They toss the ping-pong balls into the hopper -- well, not really, it's just a metaphor -- in about six hours in the NBA's annual game of chance.

Will the Wolves finally get what they deserve?

That is, of course, the No. 1 overall pick.

They have the greatest chance -- 25 percent -- of anybody to get it, but remember only two teams with the best chance have ever ended up getting No. 1: Cleveland in 2003 (LeBron James) and Orlando in 2004 (Dwight Howard).

Fatalistic Wolves fans know for certain already what pick their team will get.

No. 3.

That's because this already is being billed as a two-player draft -- Duke's Kyrie Irving and Arizona's Derrick Williams -- so of course the Wolves will get No. 3.

Just like they got No. 3 in 1992, when they finished with the league's worst record and walked away with Christian Laettner rather than Shaquille O'Neal or Alonzo Mourning. Or in 1994, when they fell from third to fourth in the lottery and got Donyell Marshall after Glenn Robinson, Jason Kidd and Grant Hill went 1-2-3.

Of course, it's never just a one-player or two-player or three-player draft.


And this time, Turkish center Enes Kanter, who went to Kentucky but never played there, or somebody else could turn out better than either Irving or Williams.

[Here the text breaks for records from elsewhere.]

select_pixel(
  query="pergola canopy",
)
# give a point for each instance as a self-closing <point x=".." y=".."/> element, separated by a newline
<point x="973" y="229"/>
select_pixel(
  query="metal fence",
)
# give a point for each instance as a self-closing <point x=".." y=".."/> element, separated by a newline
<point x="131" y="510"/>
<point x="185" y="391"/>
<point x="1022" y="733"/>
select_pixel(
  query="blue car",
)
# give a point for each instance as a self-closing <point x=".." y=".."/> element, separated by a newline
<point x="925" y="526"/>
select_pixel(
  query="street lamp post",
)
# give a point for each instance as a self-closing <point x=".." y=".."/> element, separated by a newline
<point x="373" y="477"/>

In fact, Kanter could move into the top 2 by next month's draft night, depending on pre-draft workouts, tonight's lottery results and a team's needs.

Even if the Wolves get the No. 1 pick tonight, some Wolves fans conditioned to be disappointed every draft lottery might lament their team's good luck to finally win in a year where a point guard (Irving) looks like the consensus No. 1 pick.

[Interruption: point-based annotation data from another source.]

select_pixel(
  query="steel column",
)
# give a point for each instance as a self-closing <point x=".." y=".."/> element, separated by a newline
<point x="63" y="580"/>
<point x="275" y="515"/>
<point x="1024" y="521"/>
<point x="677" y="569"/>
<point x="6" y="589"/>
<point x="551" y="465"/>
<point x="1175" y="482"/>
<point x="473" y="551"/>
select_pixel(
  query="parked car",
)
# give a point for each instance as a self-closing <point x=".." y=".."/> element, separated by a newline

That's a position, of course, that isn't a pressing need IF the Wolves can get Ricky Rubio to sign on the dotted line.

I asked David Kahn a couple weeks ago what he does if the Wolves get that No 1 pick.

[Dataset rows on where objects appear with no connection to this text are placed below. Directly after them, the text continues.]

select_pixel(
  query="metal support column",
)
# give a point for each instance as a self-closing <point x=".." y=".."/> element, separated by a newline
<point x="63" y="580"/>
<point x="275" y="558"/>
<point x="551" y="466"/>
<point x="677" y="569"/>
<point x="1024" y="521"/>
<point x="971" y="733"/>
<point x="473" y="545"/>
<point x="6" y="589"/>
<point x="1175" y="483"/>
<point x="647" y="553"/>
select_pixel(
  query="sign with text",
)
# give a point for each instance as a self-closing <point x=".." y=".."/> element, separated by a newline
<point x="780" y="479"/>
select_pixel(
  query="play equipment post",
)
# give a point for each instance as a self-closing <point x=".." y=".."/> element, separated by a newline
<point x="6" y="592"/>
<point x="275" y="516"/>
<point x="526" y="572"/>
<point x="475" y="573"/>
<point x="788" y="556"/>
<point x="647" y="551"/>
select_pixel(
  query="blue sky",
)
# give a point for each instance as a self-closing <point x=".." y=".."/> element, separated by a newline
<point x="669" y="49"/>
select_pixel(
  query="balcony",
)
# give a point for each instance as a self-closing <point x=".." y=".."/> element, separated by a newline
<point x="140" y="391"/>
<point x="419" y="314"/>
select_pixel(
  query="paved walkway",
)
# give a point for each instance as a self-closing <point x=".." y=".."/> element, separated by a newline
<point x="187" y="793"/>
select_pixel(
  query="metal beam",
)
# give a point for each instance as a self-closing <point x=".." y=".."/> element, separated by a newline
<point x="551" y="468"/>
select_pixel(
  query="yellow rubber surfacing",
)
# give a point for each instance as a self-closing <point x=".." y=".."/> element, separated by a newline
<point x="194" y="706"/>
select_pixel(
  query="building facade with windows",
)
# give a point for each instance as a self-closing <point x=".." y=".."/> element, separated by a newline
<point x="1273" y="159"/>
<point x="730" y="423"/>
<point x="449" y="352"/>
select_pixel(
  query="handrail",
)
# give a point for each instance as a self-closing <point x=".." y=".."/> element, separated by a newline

I don't remember his answer precisely, but it included a mention of dancing and partying all night.

Timberwolf Nation just might go ballistic if Kahn gets the chance to draft Irving and then trades that pick because he's already committed emotionally and perhaps soon contractually to Rubio.

Buckle up because it's likely Kahn will try to do just that: Trade the pick, even if it's No. 1 overall, for a veteran or veterans and perhaps a pick later in the lottery.

They're looking for a more athletic center -- think unrestricted Tyson Chanlder or restricted DeAndre Jordan on the free-agent market.

They need, whether they think so or not, a starting two guard.

And expect them to inquire again (they did so before the trade deadline) about Steve Nash because they'd also like a veteran point guard -- I guess Luke Ridnour doesn't count -- who can stabilize such a young roster and mentor Rubio, although I have a hard time envisioning Nash agreeing to play here or even the Suns agreeing to trade him here.

One other question, of course: Who will coach these guys next season, when there is one.

That finally should become clear in the next week, at least as far as whether Rambis will be back or not.

Kahn is expected to meet with Kurt Rambis' agent later this week in Chicago at the NBA's version of a draft combine.

If Rambis returns, expect it will be with assurances that he'll simplify his offense, emphasize defense and communicate better with players. It also probably will be with a new coaching staff, including a newly hired defensive specialist.